4. Tüketimizi İslamî Ölçülerle Sınırlamalıyız
Sevgili kardeşlerim; İslam ekonomisinde dördüncü görev olarak niteleyebileceğimiz vazife, tüketimin sınırlandırılmasıdır. Arz ettik, altını sürekli çizmeye çalışıyorum. Malların sahibi Allah'tır. Biz ancak O'nun meşru/helal kıldığı ölçüler içinde harcayabiliriz, tüketebiliriz.
Yasaklanan haram tüketimleri şöylece özetleyebiliriz: İçki, kumar ve zina yolu kazanç yolu olamayacağı gibi tüketim ve harcama yolu da olamaz.
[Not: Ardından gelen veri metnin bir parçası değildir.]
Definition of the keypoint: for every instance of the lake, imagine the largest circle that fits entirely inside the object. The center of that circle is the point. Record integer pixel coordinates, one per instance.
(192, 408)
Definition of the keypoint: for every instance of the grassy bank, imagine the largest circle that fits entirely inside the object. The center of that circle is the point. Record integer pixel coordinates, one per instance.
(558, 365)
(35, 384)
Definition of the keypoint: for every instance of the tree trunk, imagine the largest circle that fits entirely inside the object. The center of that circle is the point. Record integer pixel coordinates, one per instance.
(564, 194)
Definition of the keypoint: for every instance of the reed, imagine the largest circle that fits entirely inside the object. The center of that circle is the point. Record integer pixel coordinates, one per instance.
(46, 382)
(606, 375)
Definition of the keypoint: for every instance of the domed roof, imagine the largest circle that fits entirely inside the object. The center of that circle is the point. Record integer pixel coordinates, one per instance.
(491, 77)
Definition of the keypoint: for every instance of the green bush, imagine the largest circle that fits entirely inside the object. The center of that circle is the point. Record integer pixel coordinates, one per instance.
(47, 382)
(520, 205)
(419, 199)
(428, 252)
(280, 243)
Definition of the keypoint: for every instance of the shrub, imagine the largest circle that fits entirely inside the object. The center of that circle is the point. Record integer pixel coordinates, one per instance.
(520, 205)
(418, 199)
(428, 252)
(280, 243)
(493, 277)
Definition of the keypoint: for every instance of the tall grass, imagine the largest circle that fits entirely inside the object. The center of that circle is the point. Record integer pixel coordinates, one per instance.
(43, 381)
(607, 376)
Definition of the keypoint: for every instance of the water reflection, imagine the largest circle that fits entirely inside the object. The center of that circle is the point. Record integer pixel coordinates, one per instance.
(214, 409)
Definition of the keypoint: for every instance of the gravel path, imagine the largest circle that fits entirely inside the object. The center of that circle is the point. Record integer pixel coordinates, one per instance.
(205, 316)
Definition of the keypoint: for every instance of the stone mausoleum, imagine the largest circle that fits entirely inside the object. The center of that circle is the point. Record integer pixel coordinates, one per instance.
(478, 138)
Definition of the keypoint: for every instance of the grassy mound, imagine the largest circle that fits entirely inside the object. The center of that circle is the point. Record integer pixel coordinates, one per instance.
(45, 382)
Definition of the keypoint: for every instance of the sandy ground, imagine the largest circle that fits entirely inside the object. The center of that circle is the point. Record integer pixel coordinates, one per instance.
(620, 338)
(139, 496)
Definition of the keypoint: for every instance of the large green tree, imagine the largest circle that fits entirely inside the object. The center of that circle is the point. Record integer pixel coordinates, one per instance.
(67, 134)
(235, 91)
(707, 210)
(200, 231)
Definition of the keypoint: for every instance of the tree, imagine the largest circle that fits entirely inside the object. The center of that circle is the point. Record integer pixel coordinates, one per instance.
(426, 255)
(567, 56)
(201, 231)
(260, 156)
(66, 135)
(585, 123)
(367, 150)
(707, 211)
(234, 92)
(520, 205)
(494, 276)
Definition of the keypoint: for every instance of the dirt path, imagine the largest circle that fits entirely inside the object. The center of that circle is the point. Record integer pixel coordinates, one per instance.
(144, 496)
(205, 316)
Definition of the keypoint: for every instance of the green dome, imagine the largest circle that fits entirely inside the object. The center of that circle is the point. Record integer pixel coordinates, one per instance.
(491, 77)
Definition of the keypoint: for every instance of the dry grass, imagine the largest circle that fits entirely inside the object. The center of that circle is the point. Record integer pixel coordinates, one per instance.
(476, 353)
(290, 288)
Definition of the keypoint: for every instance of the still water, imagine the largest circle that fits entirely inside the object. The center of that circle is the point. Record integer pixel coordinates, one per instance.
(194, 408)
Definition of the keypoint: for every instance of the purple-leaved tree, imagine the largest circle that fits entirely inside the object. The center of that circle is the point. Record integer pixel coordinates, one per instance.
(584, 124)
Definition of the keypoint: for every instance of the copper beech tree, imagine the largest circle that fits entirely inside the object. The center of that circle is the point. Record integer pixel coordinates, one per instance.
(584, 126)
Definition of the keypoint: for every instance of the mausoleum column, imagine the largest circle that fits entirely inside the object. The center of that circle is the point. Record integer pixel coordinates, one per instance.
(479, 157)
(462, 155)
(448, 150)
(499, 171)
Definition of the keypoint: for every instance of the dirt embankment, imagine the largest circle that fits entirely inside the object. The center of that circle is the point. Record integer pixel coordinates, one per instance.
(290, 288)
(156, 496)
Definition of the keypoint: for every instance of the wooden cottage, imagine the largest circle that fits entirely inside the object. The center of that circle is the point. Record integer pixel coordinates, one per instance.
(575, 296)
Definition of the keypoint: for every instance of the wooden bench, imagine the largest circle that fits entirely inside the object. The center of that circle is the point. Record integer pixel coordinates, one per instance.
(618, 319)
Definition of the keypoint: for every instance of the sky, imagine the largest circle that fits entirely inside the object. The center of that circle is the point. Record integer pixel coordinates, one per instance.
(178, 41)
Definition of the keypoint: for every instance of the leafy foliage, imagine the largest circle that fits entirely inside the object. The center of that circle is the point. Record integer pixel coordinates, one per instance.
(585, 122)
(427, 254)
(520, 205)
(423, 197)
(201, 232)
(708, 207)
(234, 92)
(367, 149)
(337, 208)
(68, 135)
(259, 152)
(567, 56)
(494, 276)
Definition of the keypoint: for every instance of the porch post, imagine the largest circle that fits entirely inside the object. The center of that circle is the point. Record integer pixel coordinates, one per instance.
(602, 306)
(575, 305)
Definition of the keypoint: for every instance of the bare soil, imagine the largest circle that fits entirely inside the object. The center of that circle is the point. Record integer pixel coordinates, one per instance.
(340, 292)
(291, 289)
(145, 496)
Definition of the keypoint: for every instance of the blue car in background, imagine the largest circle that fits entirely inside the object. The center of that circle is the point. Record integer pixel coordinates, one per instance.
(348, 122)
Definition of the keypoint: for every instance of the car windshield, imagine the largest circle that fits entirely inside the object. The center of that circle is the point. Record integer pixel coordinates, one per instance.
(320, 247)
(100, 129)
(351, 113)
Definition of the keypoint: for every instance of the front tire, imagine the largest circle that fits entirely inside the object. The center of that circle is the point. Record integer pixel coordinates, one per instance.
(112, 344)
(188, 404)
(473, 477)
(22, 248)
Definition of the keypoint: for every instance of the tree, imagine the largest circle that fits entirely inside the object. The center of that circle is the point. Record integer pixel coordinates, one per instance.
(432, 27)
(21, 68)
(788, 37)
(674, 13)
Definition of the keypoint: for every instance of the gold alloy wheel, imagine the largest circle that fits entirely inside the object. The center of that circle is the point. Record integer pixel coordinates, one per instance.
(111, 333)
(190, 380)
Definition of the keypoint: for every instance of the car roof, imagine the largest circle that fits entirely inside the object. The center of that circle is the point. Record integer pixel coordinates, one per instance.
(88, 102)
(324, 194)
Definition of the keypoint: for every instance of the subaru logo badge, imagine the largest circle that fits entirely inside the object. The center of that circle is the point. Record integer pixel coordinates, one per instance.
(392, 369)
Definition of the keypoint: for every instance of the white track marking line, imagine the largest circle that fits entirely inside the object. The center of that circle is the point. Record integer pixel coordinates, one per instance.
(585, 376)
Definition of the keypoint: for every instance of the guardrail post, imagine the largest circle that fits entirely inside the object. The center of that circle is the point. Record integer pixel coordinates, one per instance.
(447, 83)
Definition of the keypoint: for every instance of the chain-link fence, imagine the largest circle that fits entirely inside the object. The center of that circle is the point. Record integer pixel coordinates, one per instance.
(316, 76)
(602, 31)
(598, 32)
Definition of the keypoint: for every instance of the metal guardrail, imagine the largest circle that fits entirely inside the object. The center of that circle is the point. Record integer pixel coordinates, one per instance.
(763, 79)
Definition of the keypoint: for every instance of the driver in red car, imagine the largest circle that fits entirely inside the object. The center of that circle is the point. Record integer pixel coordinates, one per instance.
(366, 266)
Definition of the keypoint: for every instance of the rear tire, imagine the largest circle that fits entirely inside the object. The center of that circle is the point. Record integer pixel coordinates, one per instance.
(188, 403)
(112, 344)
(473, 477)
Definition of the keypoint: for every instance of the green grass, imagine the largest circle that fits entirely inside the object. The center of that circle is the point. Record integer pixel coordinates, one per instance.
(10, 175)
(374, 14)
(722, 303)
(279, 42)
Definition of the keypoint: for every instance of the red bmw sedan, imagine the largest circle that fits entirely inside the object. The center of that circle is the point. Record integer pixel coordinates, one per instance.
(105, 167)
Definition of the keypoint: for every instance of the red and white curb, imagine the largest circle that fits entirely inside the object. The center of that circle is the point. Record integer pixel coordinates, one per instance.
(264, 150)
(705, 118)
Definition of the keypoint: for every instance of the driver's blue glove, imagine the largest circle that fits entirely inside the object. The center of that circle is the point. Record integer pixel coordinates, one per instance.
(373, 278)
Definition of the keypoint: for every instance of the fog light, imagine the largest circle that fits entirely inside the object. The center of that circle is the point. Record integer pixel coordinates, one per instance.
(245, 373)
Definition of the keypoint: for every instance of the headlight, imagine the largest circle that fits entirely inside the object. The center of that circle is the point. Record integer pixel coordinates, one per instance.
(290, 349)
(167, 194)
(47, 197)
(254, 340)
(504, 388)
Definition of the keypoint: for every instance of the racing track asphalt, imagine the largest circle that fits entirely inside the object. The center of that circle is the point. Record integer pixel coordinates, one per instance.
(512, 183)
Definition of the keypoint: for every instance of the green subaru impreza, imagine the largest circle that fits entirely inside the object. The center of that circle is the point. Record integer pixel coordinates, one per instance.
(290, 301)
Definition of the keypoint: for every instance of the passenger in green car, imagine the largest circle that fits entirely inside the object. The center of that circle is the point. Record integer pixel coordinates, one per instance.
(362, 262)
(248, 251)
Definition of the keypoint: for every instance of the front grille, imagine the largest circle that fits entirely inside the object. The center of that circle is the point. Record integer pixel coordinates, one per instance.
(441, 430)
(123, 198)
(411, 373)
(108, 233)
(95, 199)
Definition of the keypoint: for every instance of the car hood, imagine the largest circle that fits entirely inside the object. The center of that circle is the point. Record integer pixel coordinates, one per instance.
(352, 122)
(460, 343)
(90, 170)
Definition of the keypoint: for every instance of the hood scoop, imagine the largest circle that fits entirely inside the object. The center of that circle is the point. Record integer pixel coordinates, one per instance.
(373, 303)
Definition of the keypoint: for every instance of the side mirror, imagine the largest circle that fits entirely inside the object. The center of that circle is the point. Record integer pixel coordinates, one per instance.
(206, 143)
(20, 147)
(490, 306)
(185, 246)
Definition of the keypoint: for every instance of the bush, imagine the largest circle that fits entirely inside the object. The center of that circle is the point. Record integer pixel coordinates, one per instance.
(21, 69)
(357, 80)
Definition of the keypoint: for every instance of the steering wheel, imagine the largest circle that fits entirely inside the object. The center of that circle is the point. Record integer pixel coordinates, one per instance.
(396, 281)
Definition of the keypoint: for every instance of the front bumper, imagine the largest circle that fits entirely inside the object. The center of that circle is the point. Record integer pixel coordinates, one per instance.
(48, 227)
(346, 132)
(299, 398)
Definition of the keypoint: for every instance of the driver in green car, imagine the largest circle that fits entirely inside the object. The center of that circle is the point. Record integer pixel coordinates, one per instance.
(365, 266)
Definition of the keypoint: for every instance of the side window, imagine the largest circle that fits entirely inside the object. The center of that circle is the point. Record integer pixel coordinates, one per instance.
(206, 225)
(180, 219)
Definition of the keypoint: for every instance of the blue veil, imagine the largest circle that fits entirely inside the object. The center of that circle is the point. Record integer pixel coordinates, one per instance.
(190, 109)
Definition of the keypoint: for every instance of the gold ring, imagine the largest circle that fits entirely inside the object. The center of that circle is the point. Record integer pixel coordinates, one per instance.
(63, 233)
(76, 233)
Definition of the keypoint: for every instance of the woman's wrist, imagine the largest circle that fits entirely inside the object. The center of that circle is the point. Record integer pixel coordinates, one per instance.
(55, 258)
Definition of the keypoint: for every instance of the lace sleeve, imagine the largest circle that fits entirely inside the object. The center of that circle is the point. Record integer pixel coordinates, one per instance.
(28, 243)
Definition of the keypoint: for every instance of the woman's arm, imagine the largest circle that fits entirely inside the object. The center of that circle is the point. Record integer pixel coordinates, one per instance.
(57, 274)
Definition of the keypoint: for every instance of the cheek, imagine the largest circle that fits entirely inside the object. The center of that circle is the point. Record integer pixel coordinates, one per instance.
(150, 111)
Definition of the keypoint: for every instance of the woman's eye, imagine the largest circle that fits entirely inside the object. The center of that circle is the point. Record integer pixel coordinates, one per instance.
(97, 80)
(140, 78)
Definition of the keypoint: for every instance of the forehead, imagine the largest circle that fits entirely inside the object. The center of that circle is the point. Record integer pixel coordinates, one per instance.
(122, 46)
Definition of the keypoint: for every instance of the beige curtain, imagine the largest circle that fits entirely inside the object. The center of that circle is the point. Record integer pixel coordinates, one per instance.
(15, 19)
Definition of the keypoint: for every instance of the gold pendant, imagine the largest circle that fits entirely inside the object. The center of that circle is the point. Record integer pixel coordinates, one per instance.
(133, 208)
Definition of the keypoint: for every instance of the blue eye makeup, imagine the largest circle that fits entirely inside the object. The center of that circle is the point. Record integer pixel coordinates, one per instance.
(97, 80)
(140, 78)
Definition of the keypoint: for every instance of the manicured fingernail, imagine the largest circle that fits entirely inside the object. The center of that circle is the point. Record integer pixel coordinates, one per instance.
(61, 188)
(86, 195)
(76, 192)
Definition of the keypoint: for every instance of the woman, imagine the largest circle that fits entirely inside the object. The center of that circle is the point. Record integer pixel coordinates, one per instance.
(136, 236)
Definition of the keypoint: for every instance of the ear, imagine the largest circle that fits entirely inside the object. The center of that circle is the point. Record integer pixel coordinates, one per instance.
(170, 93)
Bir diğer haram yol, israftır. Yani gereksiz tüketimdir. Allah'ın bize helâl kıldığı mallardan yiyebilir, içebilir, kibre kapılmaksızın harcama yapabiliriz. Ama israf yapılamaz.
Sevgili kardeşlerim; bu arada lüks harcamalara da değinmeliyiz. Bunlara gösteriş harcamaları, marka düşkünlüğü ve çok lüks arabalar kullanımı, örnek olarak verilebilir.
Gerekli Harcamalar Kısılmamalıdır… İsraf ve lüks harcamalardan kaçınmalı ama yok toplum şartlarına göre gerekli olan harcamalara da mutlaka yapılmalıdır. Çünkü Rabbimiz Kur'an-ı Kerim'in Furkan suresinde bize sevdiği kulları açıklarken şöyle buyuruyor:
“ Onlar harcadıkları zaman israf etmezler, ama kısmazlar da. Harcamaları israf ile cimrilik arasında seyreder.”
5. Yeni Yatırımlara Yönelmeliyiz
Güzel kardeşlerim; malların maliki Allah'tır. Biz kazanırız, helal-haram gözetiriz, tüketimi helal ölçülerle sınırlarız ama artanları, artan ekonomik imkânları muattal kılmaz, toplum ekonomisine yönlendiririz. Bunun anlamı şudur :
Bizler yeterince harcama yaptığımızda artan maddî imkânlarımızı yeni yatırımlara yönlendirmekle yükümlüyüz. Çünkü ana ilke şudur: İnsanların en hayırlısı insanlara en ziyade faydası dokunanlardır. Bizler yaşadığımız toplumda yeni yeni iş alanları oluşturmalıyız ki, toplumumuzda yaşayan insanlar helal yollardan rızıklarını temin edebilecekleri işleri bulsunlar. Ama sevgili kardeşlerim; sermaye azlığı, yeteneksizlik ve yaşlılık varsa ve eldeki imkânları bizzat yeni yatırımlara dönüştüremiyor isek; işte o zaman şirketleşme yoluna gitmek veya var olan güvenilir şirketlerden hisseler almak konumundayız. Ve de toplumumuzda etkin bir borsacılığı geliştirmekle yükümlüyüz.
6. Fakirliği Tehlike Görmeliyiz
İslam ekonomisinde altıncı görev, bir diğer ifadeyle altıncı sosyal adalet görevi fakirliği toplumsal hayatımız için tehlike görmektir.
Güzel kardeşlerim; bilmeliyiz ki fakirliğin bir takım tabii / doğal sebepleri vardır. Engellilik, tabii afetler, işsizlik, yeteneksizlik, sorumsuzluk gibi… Bir de temel bir yapay sebebi vardır ki o da toplumda Allah'ın haram kıldığı kazanç yollarının egemen olmasıdır. Mesela hem faizli yapıyı koruyacak hem de fakirliği engelleyeceksiniz. Bu mümkün değil.
Çok iyi bilmeliyiz ki fakirlik iman hayatımız için, ahlâk hayatımız için ve bir de aile ve sosyal hayatımız için tehlike olabilir.
Peygamberimiz; fakirliğin zina gibi, hırsızlık gibi, yalan gibi bir takım ahlaksızlıklara sebep olabileceğini de bildirmektedir.
7. Helâl Kazançlarımızı Bölüşmeliyiz.
Kardeşlerim; bir diğer yani yedinci görev de bölüşümdür. Malların sahibi Allah'tır. Allah, yeterinden fazla kazanabilen kulların kazandığı mallarda toplumun sosyal yardım bekleyen kesimi için hak belirlemiştir. Rabbimiz Meâric sûresinde “Çokça kazanmalarına imkânlar bahşettiğimiz kişilerin mallarında yardıma muhtaç kesim için haklar vardır” buyurur.
Bu haklardan bir kısmı dinen mecburi bir kısmı da ihtiyaridir yani isteğe bağlıdır. Mecburi olanlar zekâttır, akrabadan, ana-baba, amca, dayı, kardeş, kız kardeş gibi olanlara nafaka ödemesinde bulunmaktır. İhtiyari yardımlar için bir sınır yoktur. Onlarca hatta yüzlerce âyet bizi Rabbimizin rızası için vermeye yönlendirir.